Although your team is friendly you find it hard to approach them sometimes as they have their own deliverables on top of the training agenda they have put together for you. Your role is very heavy on models created on Microsoft Excel, and your training for the new job is done solely through video call and screensharing on Zoom.

There is an online team chat for any questions, but the nature of your work is quite urgent, and you can get anxious when replies are delayed. It is a hectic business environment with many transactions occurring.

After a couple of months your director asks you to conduct a data reconciliation check between a few different models. You have received basic training on this, and you are fairly confident of your ability. It’s crucial to deliver this within the timeline as an internal team is depending on it to progress the client’s work. You probably won’t hear back in time from the colleague who would normally provide guidance over Zoom and this could be a good opportunity to stand out.

What would you do?

  • Who are you most accountable to in this situation?
  • What ethical considerations would you give to this?

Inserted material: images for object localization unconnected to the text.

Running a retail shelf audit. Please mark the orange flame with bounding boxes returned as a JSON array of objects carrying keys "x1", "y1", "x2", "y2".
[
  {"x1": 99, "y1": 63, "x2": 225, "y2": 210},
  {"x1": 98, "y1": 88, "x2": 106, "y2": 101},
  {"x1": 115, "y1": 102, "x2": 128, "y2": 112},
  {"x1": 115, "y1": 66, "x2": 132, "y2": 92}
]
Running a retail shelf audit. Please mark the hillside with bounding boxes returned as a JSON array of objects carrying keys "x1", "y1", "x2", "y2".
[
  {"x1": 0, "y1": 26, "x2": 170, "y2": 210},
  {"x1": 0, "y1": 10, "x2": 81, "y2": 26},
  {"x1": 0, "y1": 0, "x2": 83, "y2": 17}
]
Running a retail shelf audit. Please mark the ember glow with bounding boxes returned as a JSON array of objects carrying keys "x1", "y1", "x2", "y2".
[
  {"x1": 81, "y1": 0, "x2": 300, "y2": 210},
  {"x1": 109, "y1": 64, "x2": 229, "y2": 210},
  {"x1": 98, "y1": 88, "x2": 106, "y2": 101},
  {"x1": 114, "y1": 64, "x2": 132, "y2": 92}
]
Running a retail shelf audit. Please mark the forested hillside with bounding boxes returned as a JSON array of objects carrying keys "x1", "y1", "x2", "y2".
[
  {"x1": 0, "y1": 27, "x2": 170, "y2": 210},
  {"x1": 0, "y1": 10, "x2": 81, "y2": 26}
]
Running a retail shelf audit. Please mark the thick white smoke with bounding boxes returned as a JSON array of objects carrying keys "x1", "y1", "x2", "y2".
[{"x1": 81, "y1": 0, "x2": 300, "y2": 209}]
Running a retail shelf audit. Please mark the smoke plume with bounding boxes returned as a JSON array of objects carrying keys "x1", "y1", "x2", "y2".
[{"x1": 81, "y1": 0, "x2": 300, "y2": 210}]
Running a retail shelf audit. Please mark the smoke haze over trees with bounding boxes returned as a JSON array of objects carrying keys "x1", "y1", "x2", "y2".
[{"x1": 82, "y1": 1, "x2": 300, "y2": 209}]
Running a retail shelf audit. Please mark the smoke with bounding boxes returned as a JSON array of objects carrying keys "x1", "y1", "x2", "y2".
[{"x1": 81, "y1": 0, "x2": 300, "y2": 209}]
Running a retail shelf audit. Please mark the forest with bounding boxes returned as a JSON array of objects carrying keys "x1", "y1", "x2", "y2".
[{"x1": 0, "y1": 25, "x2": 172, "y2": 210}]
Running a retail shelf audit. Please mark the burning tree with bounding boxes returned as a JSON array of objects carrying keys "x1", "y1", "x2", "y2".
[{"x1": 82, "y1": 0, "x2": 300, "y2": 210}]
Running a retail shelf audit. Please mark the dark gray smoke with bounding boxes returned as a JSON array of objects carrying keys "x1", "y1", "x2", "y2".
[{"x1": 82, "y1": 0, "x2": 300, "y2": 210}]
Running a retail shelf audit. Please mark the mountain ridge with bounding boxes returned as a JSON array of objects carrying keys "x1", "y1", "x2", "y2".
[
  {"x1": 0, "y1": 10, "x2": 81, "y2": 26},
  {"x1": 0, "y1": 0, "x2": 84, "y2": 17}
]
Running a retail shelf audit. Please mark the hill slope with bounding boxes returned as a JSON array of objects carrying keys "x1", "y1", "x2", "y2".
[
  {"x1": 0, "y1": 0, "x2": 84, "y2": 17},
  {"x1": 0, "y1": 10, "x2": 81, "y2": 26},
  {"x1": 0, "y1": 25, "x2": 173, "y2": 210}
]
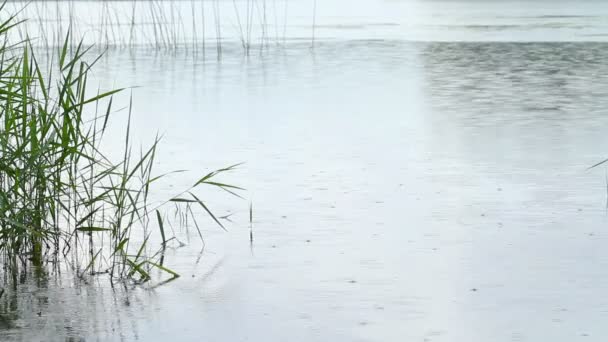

We challenge you to create a healthy discussion with your colleagues and post a comment below. You could even encourage them to consider taking The Banking and Finance Oath!

Please share your ethical dilemmas with us - we can post them anonymously. You can email your dilemmas to dilemma@thebfo.org 

Note, this dilemma was first published by The BFO in November 2019. 

Comments

There are 2 comments for The ethics of working remotely… what would you do?.

Re: The ethics of working remotely… what would you do?

Thursday 22 October, 2020
by George
This is more a management/leadership issue. The new analyst should have the opportunity to feedback and discuss any of these concerns and issues to her boss. I would say it is the analyst's responsibility to arrange this with her boss. She is responsible to all her stakeholders. However, she needs to be able to do her job. Being at home doesn't mean you are on your own. She has to reach out well in advance and not think she has to work in isolation.

Re: The ethics of working remotely… what would you do?

Thursday 22 October, 2020
by Linda
I've felt this pressure already with working in a new office and not having immediate support due to lack of training and staff taking unexpected leave. You need to reach out and ask for help from all resources/people/contacts available if you feel your wavering from delivering. Talking and communicating and not thinking you have to stand out and take all on your own shoulders. We are all human and we will succeed sometimes and we are allowed to fail sometimes too.